While the Bend market is often associated with boutique retailers and local restaurateurs, this has not negatively impacted retail performance. Retail remains one of the tightest sectors locally, supported by modest rent growth and constrained supply. New construction is limited, with activity primarily focused on the north end of Redmond adjacent to Goodwill and a small number of proposed projects along Century Drive.
Industrial
National Vacancy: 7.5%
Bend Vacancy: 3.3%
After serving as the standout performer during the pandemic, the industrial sector is now experiencing a supply overhang, though construction activity moderated in 2025. At current absorption levels, properties exceeding 100,000 square feet may take up to three years to lease. Sublease availability is also at historic highs, and ongoing trade conflicts continue to weigh on West Coast port markets exposed to Chinese trade.
Industrial development is being shaped by specialized uses including data centers and life sciences. Nvidia and Eli Lilly’s $1 billion AI drug lab investment outside San Francisco reflects the market’s shift to advanced computing, biotech, and R&D infrastructure.
In the Bend MSA, the industrial pipeline also appears elevated, with approximately 410,000 square feet under construction compared to the ten-year average of 260,000 square feet per year. However, more than 70 percent of this space is already spoken for. Projects include self-storage on American Loop (102,000 SF), the City of Bend Public Works facility in Juniper Ridge (102,000 SF), and the Amazon distribution center in Redmond (83,559 SF).
Multifamily
National Vacancy: 8.3%
Bend Vacancy: 10.9%
Multifamily is the other sector facing a notable supply overhang both nationally and locally, driven primarily by new luxury product. Following a 40-year high in completions in 2024, new construction declined by approximately 20 percent in 2025. By the end of 2025, absorption was expected to outpace new deliveries for the first time since 2021, setting the stage for tightening conditions in 2026.

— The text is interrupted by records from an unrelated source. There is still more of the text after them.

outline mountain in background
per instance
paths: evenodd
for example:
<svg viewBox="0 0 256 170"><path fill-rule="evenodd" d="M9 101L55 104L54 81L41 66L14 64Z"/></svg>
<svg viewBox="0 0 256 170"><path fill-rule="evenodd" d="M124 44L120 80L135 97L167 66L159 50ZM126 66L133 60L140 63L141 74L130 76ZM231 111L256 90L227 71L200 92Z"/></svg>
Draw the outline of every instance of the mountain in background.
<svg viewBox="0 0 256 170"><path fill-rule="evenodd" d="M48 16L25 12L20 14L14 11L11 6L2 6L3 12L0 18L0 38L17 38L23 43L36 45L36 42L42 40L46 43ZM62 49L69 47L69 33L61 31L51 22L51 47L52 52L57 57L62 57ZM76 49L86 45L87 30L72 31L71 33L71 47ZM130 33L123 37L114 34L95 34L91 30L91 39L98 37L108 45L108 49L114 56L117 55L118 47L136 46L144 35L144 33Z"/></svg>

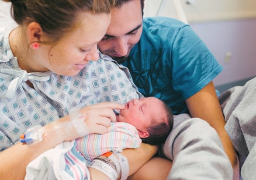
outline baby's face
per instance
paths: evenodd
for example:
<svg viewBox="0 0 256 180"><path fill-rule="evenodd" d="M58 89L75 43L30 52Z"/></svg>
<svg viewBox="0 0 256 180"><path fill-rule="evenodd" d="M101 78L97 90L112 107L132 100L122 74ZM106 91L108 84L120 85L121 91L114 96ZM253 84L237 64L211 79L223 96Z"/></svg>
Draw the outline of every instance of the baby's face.
<svg viewBox="0 0 256 180"><path fill-rule="evenodd" d="M124 122L134 126L137 129L147 130L152 119L164 117L162 102L155 97L133 99L126 103L125 108L120 111L118 122ZM155 122L158 123L158 122Z"/></svg>

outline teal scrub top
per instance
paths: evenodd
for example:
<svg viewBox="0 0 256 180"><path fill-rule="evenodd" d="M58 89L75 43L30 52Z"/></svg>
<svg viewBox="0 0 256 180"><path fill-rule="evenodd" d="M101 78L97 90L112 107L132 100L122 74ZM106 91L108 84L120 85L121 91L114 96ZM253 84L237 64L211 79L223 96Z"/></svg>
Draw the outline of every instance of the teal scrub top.
<svg viewBox="0 0 256 180"><path fill-rule="evenodd" d="M123 65L139 90L188 113L185 100L209 83L222 66L190 26L165 17L147 17L139 42Z"/></svg>

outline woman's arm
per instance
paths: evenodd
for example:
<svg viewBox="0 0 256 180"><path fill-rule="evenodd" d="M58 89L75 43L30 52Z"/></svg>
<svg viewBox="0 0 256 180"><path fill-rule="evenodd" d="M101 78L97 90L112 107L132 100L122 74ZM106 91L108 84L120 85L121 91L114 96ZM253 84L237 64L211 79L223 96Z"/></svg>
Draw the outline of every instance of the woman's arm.
<svg viewBox="0 0 256 180"><path fill-rule="evenodd" d="M129 166L129 172L128 175L130 176L138 171L141 167L142 167L146 163L150 160L154 154L155 154L157 150L157 146L144 143L142 143L140 147L137 149L126 149L123 150L122 154L126 157ZM116 156L116 157L117 157ZM106 159L106 157L105 157L103 159ZM115 165L118 165L118 164L115 163L110 158L109 158L106 162L108 162L107 164L108 164L108 166L109 167L109 168L113 170L114 170L114 168L112 168L113 163L114 163ZM101 163L104 164L106 163L102 161ZM92 164L94 164L94 161L92 161ZM109 171L110 170L106 171L105 168L103 168L102 172L105 172L104 173L101 172L98 174L96 174L96 170L94 168L94 167L97 168L102 168L102 167L105 166L104 165L99 165L97 164L99 164L96 163L96 166L95 166L94 164L92 166L90 165L90 167L88 168L92 179L110 179L110 178L109 178L106 174L109 173ZM91 174L91 173L93 172L95 173L94 174ZM106 173L106 174L105 174L105 173ZM118 175L119 178L121 178L122 174L119 174ZM118 178L118 179L119 179L119 178Z"/></svg>
<svg viewBox="0 0 256 180"><path fill-rule="evenodd" d="M186 103L192 118L206 121L217 131L234 167L237 163L236 152L224 129L226 122L213 82L188 98Z"/></svg>
<svg viewBox="0 0 256 180"><path fill-rule="evenodd" d="M109 121L109 123L110 120L115 121L115 115L112 109L123 108L123 105L119 104L103 103L86 107L81 111L82 113L87 114L85 121L89 128L91 126L94 128L99 126L97 130L101 129L100 130L103 131L102 133L105 133L104 130L106 131L107 129L107 127L104 126L105 121ZM79 137L74 126L68 130L68 133L67 132L66 126L63 125L69 121L70 117L67 116L43 127L44 130L43 140L37 144L29 146L19 142L1 152L0 179L24 179L26 167L30 161L63 141ZM94 122L95 123L94 124ZM95 132L91 133L93 132Z"/></svg>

In Bend, one- and two-star properties posted modest rent growth while 3-Star assets remained flat. With construction activity effectively paused, recent leasing reflects a return to normalized conditions. Vacancy is expected to trend back toward Bend’s stabilized level below 5 percent by early 2027.
Emerging Markets
While self-storage, senior housing, and student housing have long been viewed as attractive investment options, they are increasingly being classified as their own commercial real estate verticals beyond the traditional four property types. Demand for these assets is driven by life events and demographics rather than economic cycles, allowing them to remain resilient during downturns.
Their performance depends heavily on operations rather than location or lease structure. Rates reset frequently and management decisions directly impact returns, making these assets operate more like businesses than passive real estate investments.
These property types have emerged as distinct verticals because their demand, risk, and returns are shaped by demographics and operations, offering investors an additional avenue for diversification.
Overall, Bend’s commercial real estate market reflects many of the same dynamics playing out nationally, but generally with less volatility. Supply conditions vary by property type, with industrial and multifamily sectors working through near-term overhangs while office and retail remain constrained. Demand continues to be supported by established local drivers, and capital conditions are beginning to improve. Performance is differentiated by asset quality and management, with income, operations, and management of the two playing a pivotal role in returns.
While the market continues to adjust alongside the broader economy, Bend’s performance indicators point to a stable path and continued market improvement over the next 12-18 months.